Prices did go up for sure, and anyone buying property in Prague or Budapest, for example, would have made a tidy profit if they had got into the market at that time. However, the reason was different from the promised ‘Dublin Effect’.
The reason why property prices went up so fast in 2003 and 2004 was very close to the old Wall Street proverb of ‘buy on the rumour, sell on the news’. It was the speculative buying frenzy before EU accession that led to the gains, not as a result of great economic improvements afterwards. In fact prices in Prague and Budapest plateaued shortly after accession.
This shouldn’t have been too much of a surprise to anyone who thought about the situation logically. Ireland was a tiny country compared to the size of the EU as a whole. Just a small part of the EU budget going into Ireland was able to make a huge difference. But when the ten new members of the EU joined all at once, adding a population of 70 million to the EU compared to Ireland’s 4 million, it should have been obvious that the effects upon each of the Eastern European countries were going to be substantially diluted, although certainly highly beneficial in the long-term.

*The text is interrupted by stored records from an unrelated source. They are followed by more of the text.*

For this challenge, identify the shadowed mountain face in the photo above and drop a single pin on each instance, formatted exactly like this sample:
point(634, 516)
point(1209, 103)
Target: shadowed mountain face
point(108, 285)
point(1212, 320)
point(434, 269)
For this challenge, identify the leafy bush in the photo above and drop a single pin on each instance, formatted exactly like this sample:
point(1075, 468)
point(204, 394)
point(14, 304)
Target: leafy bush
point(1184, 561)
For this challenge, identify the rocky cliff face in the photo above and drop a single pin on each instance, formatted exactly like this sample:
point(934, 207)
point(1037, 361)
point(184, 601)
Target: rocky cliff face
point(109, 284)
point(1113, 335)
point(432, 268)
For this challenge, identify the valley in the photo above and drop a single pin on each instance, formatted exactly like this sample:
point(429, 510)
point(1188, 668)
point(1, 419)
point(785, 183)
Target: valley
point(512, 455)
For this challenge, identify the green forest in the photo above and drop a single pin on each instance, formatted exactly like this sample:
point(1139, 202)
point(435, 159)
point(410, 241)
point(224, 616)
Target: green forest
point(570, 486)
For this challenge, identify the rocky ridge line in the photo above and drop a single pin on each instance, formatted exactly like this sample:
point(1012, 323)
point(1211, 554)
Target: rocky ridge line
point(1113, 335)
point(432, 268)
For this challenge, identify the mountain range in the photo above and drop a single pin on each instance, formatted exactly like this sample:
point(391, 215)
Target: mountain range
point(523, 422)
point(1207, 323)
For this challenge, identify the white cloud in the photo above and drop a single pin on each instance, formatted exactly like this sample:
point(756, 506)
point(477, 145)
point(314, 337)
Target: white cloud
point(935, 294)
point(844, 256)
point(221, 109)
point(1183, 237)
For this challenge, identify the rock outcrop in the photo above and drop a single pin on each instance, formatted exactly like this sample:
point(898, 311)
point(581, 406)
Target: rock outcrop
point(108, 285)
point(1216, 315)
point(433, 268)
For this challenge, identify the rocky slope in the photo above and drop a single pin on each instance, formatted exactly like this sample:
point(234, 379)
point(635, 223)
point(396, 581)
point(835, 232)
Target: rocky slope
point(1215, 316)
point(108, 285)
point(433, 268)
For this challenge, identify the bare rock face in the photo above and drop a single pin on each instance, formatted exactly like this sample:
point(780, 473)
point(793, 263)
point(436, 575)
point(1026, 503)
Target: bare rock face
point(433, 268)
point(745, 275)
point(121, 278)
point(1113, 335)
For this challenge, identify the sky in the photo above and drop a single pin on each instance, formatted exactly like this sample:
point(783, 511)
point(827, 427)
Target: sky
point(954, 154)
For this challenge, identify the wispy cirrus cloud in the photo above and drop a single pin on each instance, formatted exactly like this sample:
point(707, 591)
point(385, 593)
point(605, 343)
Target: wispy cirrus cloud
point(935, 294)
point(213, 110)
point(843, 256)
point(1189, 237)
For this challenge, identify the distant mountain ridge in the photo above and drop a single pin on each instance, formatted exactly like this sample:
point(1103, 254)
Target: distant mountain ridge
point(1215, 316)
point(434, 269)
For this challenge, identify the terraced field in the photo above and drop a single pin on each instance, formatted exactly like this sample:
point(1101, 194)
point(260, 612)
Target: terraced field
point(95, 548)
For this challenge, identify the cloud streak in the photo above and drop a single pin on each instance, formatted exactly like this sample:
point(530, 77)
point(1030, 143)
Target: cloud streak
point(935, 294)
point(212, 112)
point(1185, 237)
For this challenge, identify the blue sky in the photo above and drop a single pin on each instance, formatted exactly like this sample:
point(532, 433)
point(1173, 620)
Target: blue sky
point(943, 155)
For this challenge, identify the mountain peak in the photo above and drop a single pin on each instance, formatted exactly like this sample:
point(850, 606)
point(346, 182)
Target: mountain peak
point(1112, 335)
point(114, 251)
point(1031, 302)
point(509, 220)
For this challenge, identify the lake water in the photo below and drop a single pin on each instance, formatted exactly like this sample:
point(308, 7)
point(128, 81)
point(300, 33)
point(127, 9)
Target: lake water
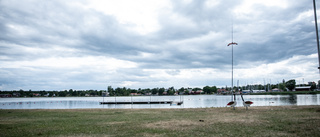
point(189, 101)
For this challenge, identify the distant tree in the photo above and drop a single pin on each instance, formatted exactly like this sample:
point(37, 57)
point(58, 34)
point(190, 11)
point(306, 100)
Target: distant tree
point(291, 84)
point(161, 90)
point(154, 91)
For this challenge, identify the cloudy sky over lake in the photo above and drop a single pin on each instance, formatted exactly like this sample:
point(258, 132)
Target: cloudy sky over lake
point(92, 44)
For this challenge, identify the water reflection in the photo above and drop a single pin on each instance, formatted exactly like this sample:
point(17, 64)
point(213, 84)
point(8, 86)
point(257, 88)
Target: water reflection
point(192, 101)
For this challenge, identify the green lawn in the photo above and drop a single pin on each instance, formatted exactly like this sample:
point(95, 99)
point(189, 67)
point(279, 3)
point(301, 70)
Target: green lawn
point(257, 121)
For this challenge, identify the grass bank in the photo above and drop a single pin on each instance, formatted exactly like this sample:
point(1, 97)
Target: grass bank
point(257, 121)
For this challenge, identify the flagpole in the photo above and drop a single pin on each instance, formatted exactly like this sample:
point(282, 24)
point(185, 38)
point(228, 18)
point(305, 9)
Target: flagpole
point(316, 24)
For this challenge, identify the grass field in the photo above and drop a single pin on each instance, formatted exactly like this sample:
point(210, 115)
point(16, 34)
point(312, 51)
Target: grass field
point(257, 121)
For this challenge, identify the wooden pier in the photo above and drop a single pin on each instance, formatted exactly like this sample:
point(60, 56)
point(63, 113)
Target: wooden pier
point(144, 102)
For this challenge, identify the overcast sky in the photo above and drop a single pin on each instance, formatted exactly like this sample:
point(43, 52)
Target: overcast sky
point(92, 44)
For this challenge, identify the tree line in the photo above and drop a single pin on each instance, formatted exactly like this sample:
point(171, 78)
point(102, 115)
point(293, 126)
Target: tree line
point(284, 86)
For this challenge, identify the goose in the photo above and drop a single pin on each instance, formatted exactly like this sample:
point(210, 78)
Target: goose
point(246, 103)
point(233, 103)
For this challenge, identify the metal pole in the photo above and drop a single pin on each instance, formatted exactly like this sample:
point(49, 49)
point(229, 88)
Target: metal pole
point(316, 24)
point(232, 71)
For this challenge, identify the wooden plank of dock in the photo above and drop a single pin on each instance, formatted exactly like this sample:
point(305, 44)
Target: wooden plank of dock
point(143, 102)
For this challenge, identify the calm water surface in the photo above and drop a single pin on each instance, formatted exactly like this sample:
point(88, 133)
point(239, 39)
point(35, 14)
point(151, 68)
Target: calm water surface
point(190, 101)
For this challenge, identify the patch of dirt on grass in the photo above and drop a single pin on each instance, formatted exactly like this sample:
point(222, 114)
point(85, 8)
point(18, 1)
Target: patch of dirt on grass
point(174, 124)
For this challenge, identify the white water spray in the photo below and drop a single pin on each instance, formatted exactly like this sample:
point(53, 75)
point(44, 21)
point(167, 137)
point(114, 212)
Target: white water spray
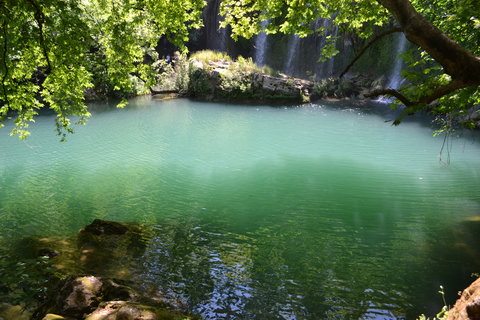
point(261, 43)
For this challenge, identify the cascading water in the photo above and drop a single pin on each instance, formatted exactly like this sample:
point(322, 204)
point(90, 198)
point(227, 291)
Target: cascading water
point(216, 37)
point(261, 45)
point(324, 69)
point(292, 50)
point(395, 78)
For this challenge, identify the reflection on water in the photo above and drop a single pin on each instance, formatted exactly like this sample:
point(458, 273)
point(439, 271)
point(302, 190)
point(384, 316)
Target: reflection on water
point(313, 212)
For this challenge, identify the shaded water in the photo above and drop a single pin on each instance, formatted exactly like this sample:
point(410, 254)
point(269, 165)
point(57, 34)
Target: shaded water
point(314, 212)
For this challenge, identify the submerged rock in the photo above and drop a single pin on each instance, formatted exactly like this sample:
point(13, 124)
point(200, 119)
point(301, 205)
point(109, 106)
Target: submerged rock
point(105, 227)
point(98, 298)
point(468, 306)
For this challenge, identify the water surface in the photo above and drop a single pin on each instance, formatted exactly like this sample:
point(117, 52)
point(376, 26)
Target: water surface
point(322, 211)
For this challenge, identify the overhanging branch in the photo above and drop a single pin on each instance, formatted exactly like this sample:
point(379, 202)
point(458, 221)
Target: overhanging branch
point(40, 18)
point(369, 44)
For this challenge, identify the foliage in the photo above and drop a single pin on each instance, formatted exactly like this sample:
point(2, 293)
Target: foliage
point(206, 56)
point(54, 50)
point(457, 19)
point(443, 314)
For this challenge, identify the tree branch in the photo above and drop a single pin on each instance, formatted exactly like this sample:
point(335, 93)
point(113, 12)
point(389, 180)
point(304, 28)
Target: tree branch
point(390, 92)
point(40, 18)
point(455, 60)
point(5, 76)
point(375, 39)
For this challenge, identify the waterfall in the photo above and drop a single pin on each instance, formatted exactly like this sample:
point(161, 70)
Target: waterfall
point(325, 69)
point(261, 45)
point(395, 78)
point(292, 50)
point(216, 37)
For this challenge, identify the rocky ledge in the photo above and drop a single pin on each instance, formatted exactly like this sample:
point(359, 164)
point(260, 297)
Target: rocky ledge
point(90, 277)
point(228, 81)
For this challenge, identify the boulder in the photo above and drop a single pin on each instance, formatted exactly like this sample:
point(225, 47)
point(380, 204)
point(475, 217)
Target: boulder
point(77, 296)
point(99, 298)
point(108, 248)
point(104, 227)
point(468, 306)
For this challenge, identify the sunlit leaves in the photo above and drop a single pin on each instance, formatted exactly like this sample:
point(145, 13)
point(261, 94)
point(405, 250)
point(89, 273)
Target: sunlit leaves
point(53, 50)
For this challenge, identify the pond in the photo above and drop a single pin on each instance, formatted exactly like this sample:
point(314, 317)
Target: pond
point(320, 211)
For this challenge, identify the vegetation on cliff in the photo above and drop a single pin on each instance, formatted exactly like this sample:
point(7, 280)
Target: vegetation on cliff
point(53, 51)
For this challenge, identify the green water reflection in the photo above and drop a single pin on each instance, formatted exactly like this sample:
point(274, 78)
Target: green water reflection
point(259, 213)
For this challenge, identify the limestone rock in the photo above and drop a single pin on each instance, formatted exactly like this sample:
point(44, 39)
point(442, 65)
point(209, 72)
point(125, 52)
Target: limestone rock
point(104, 227)
point(78, 296)
point(468, 306)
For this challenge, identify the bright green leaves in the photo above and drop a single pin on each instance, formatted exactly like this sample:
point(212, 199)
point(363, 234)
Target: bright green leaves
point(52, 51)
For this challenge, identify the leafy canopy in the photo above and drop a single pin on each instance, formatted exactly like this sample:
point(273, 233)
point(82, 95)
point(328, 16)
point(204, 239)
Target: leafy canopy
point(429, 86)
point(50, 50)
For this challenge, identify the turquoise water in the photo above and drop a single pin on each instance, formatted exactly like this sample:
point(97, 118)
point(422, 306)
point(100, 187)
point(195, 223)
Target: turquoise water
point(320, 211)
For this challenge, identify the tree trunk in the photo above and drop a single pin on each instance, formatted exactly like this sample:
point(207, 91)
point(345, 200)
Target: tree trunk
point(457, 62)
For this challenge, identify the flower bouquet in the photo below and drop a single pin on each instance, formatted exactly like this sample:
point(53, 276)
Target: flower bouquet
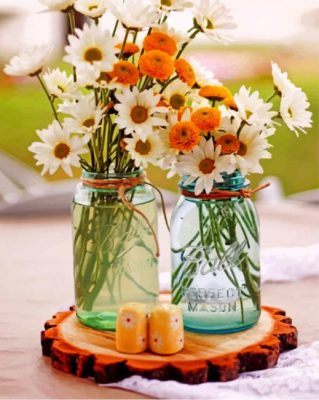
point(133, 99)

The next EU related factor that the sales agents are getting excited about is entry into the Euro, a feat that only Slovenia has managed to achieve so far. Despite agents’ best efforts, Slovenia’s adopting the Euro on 1 January 2007 doesn’t seem to have had a huge effect upon property prices, probably due to the fact that prices there are already pretty expensive.
Next is the turn of Malta and Cyprus to join the Eurozone on 1 January 2008 which, again, the agents are making a big song and a dance about.
However, there’s another big change in Eastern Europe happening on 1 January 2008 which no one really seems to be talking about so much, yet which I personally believe could have a bigger impact upon some property prices than Euro entry. This is the enlargement of the Schengen zone to include Lithuania, Poland, the Czech Republic and Slovakia.
The Schengen area constitutes a border-free travel zone within the EU among the old member states, with the exception of Great Britain and Ireland. Non-EU countries, such as Norway, Iceland and Switzerland are also included in the Schengen zone.
Currently, whenever you cross the border from one Eastern European country to the next, or from any of them into Western Europe, you need to go through passport control. Not really a major problem on long journeys, but not something that you want to go through on a regular basis, week in, week out, on shorter journeys.
From 1 January 2008, all this will be changed, and the only notification that you are leaving one country and entering another will be the ‘Welcome to …’ signs.
So how could this affect property prices?
Across most of the region, the answer is probably not a huge amount:
Lithuania: Faster entry into Poland. Not so much difference in property prices either side of the border. So probably not so much difference.
Poland: Easier access into Germany. But it’s Eastern Germany, which is not where the money is. So again, probably not a major factor.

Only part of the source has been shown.